Hace años me contaba una vendedora de Time Sharing que en cierta cadena hotelera americana les formaban en ventas con técnicas bastante agresivas. Cuando un cliente se interesaba por la compra de ese "extraño producto" de TimeSharing (permitidme subjetividad, pero nunca me atrajo demasiado), ponían en duda su poder adquisitivo para que éste mostrara aún más interés, al sentirse menospreciado. Como me costaba creer algo así, pedí acompañarla un día para ver cómo se hacía aquello y qué resultados tenía.
Tuve la oportunidad de presenciar que tras escuchar al cliente y contarle muy por encima lo que le podían ofrecer, mostrando además poco interés en la venta, le decían una frase que venía a ser más o menos como: "no estoy segura de que ésto sea para ud" haciendo clara alusión al "nivel" de aquel producto vs el "nivel" del cliente. Pude ver tres reacciones, dos de ellas, me sorprendieron, la tercera es la que yo esperaba que fuera natural. Dos de los potenciales clientes "menospreciados" arrugaron el ceño, miraron a su mujer con cara de "ésta que se ha creído" y automáticamente pidieron ver el apartamento piloto. El tercero, contestó de forma elegante pero firme diciéndole a la señorita: "efectivamente, señorita, ésto no es para mí" su tono irónico era palpable.

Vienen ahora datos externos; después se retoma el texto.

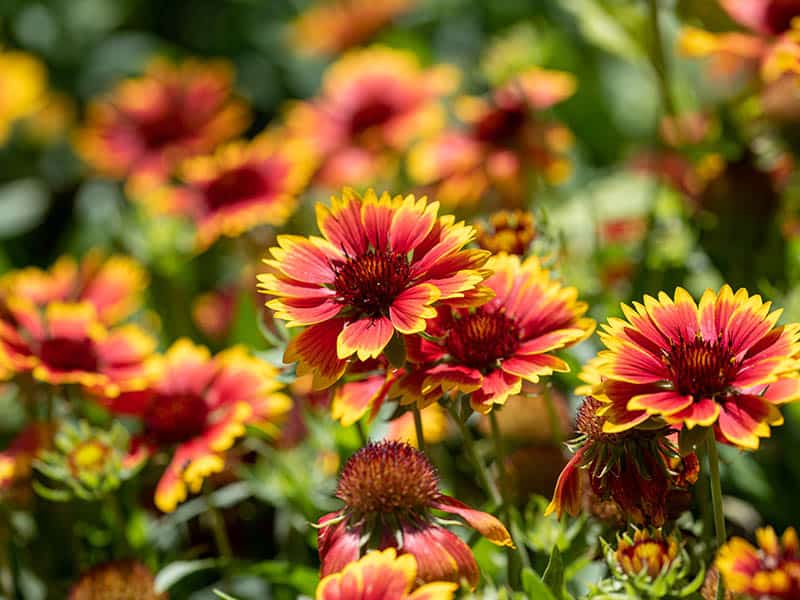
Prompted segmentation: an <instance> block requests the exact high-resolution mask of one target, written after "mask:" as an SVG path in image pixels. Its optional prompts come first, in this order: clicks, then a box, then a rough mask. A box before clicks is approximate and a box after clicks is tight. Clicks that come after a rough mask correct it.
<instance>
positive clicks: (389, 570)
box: [316, 548, 458, 600]
mask: <svg viewBox="0 0 800 600" xmlns="http://www.w3.org/2000/svg"><path fill="white" fill-rule="evenodd" d="M416 584H417V561H416V560H415V558H414V556H413V555H411V554H401V555H400V556H397V552H396V551H395V549H394V548H387V549H386V550H383V551H374V552H370V553H368V554H366V555H365V556H364V557H363V558H361V559H359V560H357V561H355V562H351V563H350V564H348V565H347V566H345V567H344V570H343V571H341V572H340V573H333V574H331V575H328V576H327V577H325V578H323V579H322V581H320V582H319V586H318V587H317V595H316V598H317V600H450V599H451V598H453V597H454V596H453V594H454V593H455V591H456V590H457V589H458V585H456V584H455V583H452V582H448V581H436V582H432V583H427V584H425V585H423V586H421V587H417V585H416ZM415 588H416V589H415ZM412 590H413V592H412Z"/></svg>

Esta última reacción me pareció la más normal, sin embargo, según me contaban era la menos habitual. De cada 10 clientes tratados de esta forma, ocho reaccionaban "con rabia" y pedían ver el producto.
No voy a discutir que no fuera una técnica efectiva, a los hechos me remito. El orgullo herido es una emoción que provoca reacciones contrarias a nuestros intereses y estaba claramente diseñado para que así fuera. Esto no deja de ser una venta "emocional" como tantas otras que vemos cada día en la TV, o que utilizamos nosotros mismos para atraer a nuestros clientes pero, en éste caso, realmente el sabor de boca que dejaba, al menos para mí, tenía un regusto amargo.
Bien es cierto, que luego, la hábil vendedora, una vez teniendo a los clientes "metidos en toriles" y encaminados hacia la compra casi segura, suavizaba su tono, se convertía en el ser más carismático del mundo y se ganaba a los clientes, convirtiendo este mal principio en una compra efectiva.
No puedo dejar de tener sensaciones contradictorias al respecto, pero creo que acabo preguntándome: "Vale todo... con tal de vender?